To project agricultural ecologies and food production in these Asian regions, it is necessary to consider not just hydro-meteorological conditions but also causes inhibiting the growth of crops. For example, rice production declines because of insect pests even if the natural (atmospheric) environment is sufficient. Rice blast, which occurs in Japan, is a representative example. Also, small brown planthoppers (Laodelphax striatellus) are known to carry a virus that causes rice plant sheath blight disease. Furthermore, much of the carbon-containing organic matter in soil in which rice is planted is decomposed by the activities of soil microorganisms, and a great portion of nitrogen found in soil is in ammonia form, which renders it inorganic through the removal of carbon. As a result, the amount of nitrogen in arable land has a critical effect on the yield and quality of rice crops. The rate of nitrogen’s mineralizing activity is determined by temperature, pH, moisture, and the type of soil. It will be greatly affected by global warming (Nishimori 2007).

5 Conclusion

To summarize the discussion above, in Japan a rise in temperature of up to 3 °C will reduce the risk of cold-weather damage and increase biomass due to the CO2 fertilization effect, especially in northern parts of the country, the main cultivated areas for rice. Thus, it is expected that the rice production of Japan would continuously increase. However, there is concern about the quality of rice and crop yield if the rise in temperature is extremely high. Also, research in Southeast Asia has raised worries about the negative effects of climate change on rice cultivation in regions such as northeastern Thailand and the Mekong Delta of Vietnam, which strongly depend on the water environment.

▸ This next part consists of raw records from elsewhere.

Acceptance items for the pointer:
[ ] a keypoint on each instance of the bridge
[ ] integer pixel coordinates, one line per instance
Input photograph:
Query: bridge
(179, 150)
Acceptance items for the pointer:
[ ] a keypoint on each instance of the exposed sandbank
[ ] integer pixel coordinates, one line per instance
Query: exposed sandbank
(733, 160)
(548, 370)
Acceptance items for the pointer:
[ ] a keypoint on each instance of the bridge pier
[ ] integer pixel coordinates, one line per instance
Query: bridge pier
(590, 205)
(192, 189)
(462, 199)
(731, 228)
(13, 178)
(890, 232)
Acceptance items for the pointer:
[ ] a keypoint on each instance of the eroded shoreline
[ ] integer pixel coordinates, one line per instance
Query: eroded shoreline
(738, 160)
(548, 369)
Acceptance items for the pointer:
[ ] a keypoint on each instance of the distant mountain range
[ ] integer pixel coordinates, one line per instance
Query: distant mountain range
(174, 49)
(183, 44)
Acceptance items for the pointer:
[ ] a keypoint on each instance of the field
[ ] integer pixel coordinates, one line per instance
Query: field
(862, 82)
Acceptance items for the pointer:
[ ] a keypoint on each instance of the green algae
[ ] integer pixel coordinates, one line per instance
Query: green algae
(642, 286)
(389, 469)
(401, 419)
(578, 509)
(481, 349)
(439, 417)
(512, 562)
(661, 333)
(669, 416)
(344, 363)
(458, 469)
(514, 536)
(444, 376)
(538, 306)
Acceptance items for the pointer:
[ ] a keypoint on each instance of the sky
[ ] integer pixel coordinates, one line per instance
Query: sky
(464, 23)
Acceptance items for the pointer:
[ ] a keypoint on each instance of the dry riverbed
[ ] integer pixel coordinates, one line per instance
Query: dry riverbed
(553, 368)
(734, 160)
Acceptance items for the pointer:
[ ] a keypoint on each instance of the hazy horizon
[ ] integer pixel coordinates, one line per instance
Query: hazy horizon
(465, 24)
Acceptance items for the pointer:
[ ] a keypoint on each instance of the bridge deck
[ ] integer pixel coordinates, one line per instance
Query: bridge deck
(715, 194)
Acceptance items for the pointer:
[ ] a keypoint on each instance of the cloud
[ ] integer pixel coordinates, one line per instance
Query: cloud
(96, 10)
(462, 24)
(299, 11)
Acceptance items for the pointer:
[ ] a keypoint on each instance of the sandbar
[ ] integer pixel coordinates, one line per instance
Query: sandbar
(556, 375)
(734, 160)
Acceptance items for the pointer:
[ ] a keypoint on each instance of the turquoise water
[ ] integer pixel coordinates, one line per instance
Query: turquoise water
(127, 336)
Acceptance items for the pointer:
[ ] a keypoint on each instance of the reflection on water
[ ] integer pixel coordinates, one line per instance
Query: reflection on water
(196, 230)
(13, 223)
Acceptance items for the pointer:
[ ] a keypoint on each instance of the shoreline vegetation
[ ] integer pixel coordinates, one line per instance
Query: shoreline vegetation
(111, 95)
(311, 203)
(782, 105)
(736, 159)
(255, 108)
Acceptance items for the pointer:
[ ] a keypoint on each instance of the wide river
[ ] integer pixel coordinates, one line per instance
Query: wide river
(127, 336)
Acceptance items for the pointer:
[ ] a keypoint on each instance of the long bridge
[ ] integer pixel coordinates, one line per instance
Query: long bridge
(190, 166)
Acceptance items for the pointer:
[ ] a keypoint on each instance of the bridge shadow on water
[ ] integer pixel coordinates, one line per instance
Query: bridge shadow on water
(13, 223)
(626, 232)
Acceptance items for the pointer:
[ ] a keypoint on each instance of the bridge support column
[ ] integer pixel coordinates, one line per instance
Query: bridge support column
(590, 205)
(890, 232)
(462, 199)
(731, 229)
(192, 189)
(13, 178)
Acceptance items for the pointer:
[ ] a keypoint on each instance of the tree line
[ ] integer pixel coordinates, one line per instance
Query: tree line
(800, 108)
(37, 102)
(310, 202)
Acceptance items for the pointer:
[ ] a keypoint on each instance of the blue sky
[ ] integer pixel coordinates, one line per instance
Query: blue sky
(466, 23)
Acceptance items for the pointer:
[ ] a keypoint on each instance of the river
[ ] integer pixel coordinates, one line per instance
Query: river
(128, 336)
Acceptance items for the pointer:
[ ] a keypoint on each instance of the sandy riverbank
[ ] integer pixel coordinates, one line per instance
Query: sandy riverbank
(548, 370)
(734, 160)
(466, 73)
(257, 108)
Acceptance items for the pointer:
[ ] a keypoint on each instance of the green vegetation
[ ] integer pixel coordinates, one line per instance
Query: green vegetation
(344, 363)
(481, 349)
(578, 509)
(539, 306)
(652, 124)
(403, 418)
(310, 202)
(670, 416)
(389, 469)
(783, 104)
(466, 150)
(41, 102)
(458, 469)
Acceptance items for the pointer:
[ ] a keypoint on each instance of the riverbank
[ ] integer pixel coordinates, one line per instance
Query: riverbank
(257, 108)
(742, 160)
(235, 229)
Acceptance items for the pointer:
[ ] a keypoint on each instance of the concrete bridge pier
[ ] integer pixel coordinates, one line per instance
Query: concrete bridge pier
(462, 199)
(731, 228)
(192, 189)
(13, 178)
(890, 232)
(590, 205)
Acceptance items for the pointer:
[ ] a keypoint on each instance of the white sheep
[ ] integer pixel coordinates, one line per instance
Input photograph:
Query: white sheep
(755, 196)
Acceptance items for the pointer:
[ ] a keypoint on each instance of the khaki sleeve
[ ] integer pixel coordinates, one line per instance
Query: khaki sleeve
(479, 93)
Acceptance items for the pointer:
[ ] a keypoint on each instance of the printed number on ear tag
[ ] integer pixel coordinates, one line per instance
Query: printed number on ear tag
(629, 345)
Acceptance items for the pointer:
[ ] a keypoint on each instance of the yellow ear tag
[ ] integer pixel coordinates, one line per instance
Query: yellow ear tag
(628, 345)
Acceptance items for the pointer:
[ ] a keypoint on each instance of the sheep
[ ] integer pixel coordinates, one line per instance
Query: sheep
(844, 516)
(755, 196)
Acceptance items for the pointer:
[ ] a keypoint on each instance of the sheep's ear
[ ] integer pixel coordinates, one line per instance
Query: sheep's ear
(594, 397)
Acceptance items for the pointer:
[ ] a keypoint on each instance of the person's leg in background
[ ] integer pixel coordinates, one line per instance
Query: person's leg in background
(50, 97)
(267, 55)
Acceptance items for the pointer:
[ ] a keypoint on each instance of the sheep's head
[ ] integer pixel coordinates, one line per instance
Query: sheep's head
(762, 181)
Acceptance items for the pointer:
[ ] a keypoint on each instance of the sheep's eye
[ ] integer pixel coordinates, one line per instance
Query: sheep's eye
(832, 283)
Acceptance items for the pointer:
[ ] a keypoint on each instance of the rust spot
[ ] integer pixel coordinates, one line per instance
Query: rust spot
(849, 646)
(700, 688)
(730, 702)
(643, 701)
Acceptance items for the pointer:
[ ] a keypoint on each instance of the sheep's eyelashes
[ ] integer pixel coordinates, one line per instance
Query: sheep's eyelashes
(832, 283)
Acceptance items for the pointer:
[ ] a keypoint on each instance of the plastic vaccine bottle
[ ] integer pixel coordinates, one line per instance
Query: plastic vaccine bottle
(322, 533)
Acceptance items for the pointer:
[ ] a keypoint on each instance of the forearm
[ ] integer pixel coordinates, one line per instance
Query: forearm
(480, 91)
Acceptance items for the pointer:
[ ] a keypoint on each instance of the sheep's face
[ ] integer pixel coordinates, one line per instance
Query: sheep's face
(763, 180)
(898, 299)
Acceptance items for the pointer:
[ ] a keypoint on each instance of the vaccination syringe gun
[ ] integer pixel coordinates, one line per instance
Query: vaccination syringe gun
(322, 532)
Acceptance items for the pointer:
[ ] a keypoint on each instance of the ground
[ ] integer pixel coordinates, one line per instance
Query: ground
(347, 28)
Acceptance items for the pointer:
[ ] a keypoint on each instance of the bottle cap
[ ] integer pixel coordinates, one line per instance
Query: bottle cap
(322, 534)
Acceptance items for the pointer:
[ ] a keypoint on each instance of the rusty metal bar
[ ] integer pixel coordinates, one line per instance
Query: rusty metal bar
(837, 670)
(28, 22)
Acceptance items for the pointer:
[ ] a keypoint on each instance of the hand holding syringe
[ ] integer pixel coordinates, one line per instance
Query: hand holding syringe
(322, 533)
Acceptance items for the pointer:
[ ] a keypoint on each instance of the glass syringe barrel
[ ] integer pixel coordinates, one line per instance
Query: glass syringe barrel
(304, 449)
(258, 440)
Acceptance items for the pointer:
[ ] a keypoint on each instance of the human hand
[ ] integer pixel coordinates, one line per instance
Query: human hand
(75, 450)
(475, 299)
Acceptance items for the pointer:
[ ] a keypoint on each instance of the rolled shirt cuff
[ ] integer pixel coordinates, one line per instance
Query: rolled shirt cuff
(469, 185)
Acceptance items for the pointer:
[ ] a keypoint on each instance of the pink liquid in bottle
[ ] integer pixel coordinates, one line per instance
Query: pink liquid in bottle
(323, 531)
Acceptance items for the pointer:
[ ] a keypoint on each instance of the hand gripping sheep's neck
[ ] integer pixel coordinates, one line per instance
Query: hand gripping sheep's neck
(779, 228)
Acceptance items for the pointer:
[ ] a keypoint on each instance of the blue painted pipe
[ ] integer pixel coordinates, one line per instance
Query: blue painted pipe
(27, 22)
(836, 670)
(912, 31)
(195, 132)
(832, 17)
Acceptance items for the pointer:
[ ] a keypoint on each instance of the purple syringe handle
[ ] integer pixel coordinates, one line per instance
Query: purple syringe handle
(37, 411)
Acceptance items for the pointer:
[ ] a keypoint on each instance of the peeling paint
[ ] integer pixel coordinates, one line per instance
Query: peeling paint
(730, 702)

In general, agriculture around the world depends on the amount of rainfall, and water is essential for agriculture. Of course, water is necessary not just for agriculture but also for drinking and other wide-ranging aspects of human society, including industry. This resource is itself on the verge of crisis due to climate change and numerous political and economic issues. It is said that “the twenty-first century is the century of water.” From our discussion above, the same can be said about agricultural and food issues around the world, especially in the Monsoon Asia region. In short, the twenty-first century is “the century of agriculture.”